Seca severa no Nordeste ainda é incerteza 

Ao justificar a ampliação dos valores destinados à Operação Carro-Pipa, o governo mencionou a ocorrência do El Nino como fator determinante. Embora as previsões apontassem para um período de secas severas, as chuvas, em especial no Nordeste, foram boas no verão. A avaliação é do agrometeorologista da Rural Clima, Marco Antônio dos Santos. “O El Nino foi diferente do previsto [no semiárido]. Tivemos chuvas boas no verão. Ainda que o fenômeno possa ser considerado de forte intensidade, está perdendo a força”, destacou Santos.

Se a seca não for tão severa quanto o esperado, o governo pode optar por não usar toda a verba de R$ 707,1 milhões disponibilizada. Foi o que ocorreu em 2023. O orçamento inicialmente previsto de R$ 627 milhões foi reduzido para R$ 549 milhões.

"Essa diferença de valores entre o estimado no início de 2023 e o efetivamente solicitado pelo Exército ao longo do ano se de deve, principalmente, à temporada de chuvas abundantes no semiárido, em especial no final do ano", explicou, em nota, o Ministério da Integração e do Desenvolvimento Regional. O Ministério explicou ainda que a diferença, de cerca de R$ 78 milhões entre o orçado e o executado, foi utilizada em outras ações de proteção e defesa civil no país.

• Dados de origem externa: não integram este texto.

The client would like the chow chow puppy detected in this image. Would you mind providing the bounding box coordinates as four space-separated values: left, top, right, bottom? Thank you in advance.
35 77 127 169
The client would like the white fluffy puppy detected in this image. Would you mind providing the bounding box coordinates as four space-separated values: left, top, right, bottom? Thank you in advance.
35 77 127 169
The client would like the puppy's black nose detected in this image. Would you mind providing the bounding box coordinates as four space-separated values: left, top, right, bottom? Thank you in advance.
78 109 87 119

Governo ampliou delimitação do semiárido e área de atuação da Operação Carro-Pipa 

Apesar da gradativa diminuição no número de municípios beneficiados pela Operação, registrada nos últimos cinco anos, o governo Lula ampliou a delimitação do semiárido brasileiro. Desde janeiro deste ano, a região passou a ser composta por 1.477 municípios. A decisão foi publicada pelo Conselho Deliberativo (Condel) da Superintendência de Desenvolvimento do Nordeste (Sudene), por meio da Resolução 176, do dia 3 de janeiro. Como mencionado anteriormente, o principal pré-requisito para a implementação da Operação Carro-Pipa é que o município esteja localizado no semiárido.

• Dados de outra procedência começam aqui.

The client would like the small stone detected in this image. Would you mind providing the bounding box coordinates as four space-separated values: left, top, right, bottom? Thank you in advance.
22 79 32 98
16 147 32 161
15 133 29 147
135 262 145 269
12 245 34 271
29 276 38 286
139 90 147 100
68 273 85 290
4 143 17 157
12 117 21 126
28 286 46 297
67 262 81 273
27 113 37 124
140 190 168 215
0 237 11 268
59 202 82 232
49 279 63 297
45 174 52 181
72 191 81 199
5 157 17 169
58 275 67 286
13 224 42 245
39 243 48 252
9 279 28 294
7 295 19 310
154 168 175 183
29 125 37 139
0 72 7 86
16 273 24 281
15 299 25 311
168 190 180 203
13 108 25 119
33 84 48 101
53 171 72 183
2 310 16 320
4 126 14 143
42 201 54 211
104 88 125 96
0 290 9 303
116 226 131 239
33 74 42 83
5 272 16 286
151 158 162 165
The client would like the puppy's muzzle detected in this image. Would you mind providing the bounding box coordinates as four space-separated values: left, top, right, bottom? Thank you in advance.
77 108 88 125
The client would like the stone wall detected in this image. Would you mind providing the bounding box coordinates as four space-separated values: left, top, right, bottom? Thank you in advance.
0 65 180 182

A decisão de ampliar a delimitação da região, tomada em janeiro, já considerava a possibilidade de uma seca severa. Também havia cidades que poderiam ser excluídas da lista desde 2021, mas as previsões envolvendo os impactos do atual evento de El Nino fizeram com que a decisão sobre a exclusão fosse adiada.

Sendo assim, de acordo com a resolução publicada pelo Conselho Deliberativo (Condel) da Superintendência de Desenvolvimento do Nordeste (Sudene), 50 municípios passíveis de exclusão da lista, por não atender critérios técnicos-científicos como média de precipitação anual abaixo de 800 mm e risco de seca maior que 60%, permanecerão, até 3 de janeiro de 2025, na lista dos municípios que compõem o semiárido.

Além de estar na região do semiárido, o município precisa estar em situação de emergência ou estado de calamidade pública reconhecido pelo governo federal e após solicitar a inclusão na Operação.

Também em janeiro, a Secretária Nacional de Proteção e Defesa Civil do Ministério da Integração e do Desenvolvimento Regional estabeleceu aos municípios do semiárido, atingidos por desastres de seca ou estiagem, a possibilidade de solicitar recursos para atendimento de água potável em suas áreas urbanas.

A decisão do governo antecipou o previsto em um projeto de lei, aprovado em regime de urgência na Câmara dos Deputados, no dia 27 de março. A proposta inicialmente estendia apenas a Operação Carro-Pipa para áreas urbanas do Semiárido, mas com as mudanças propostas durante a votação em plenário, passou a possibilitar também o abastecimento de água em escolas públicas no semiárido e prever linhas de crédito para recompor pequenas produções rurais afetadas pela seca. O projeto ainda precisa passar pela aprovação do Senado.